Personal information
- Full name: Robert Kingston
- Born: 17 June 1944 (age 82)
- Original team: Spotswood (WRFL)
- Height: 191 cm (6 ft 3 in)
- Weight: 89 kg (196 lb)
- Position: Key position/Ruckman

Playing career^{1}
- Years: Club / Games (Goals)
- 1961–67: South Melbourne / 091 (102)
- 1968–1970: Norwood / 021 0(15)
- 1971–1974: Port Adelaide / 051 0(62)
- Total:  / 163 (179)
- ^{1} Playing statistics correct to the end of 1974.

= Bob Kingston =

Australian rules footballer

Robert Kingston (born 17 June 1944) is a former Australian rules footballer who played for South Melbourne in the Victorian Football League (VFL) and Norwood and Port Adelaide in the South Australian National Football League (SANFL) during the 1960s and 1970s.

Kingston was just sixteen when he debuted with South Melbourne in 1961. He was tried in a number of key positions as well as in the ruck and kicked 48 goals from full-forward in 1965 to top the club's goal kicking.
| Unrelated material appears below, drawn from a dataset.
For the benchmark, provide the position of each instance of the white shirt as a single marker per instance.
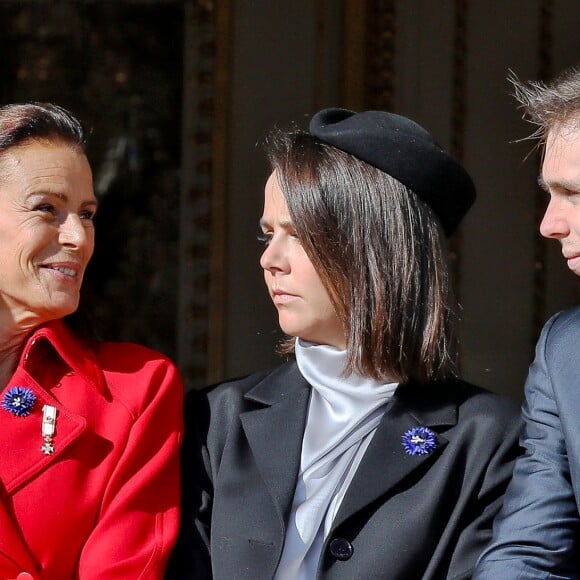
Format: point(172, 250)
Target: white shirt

This tally included a bag of nine goals against Geelong at Lake Oval mid-season.

The second half of Kingston's career was spent in South Australia. It started at Norwood in 1968 but he could only manage 21 games over three years due to injury. His injury problems kept him out of action for the entire 1970 SANFL season and when he returned the following year it was at Port Adelaide, with whom he played until retiring in 1974.

Kingston played five interstate matches for South Australia, two of which came at the 1972 Perth Carnival.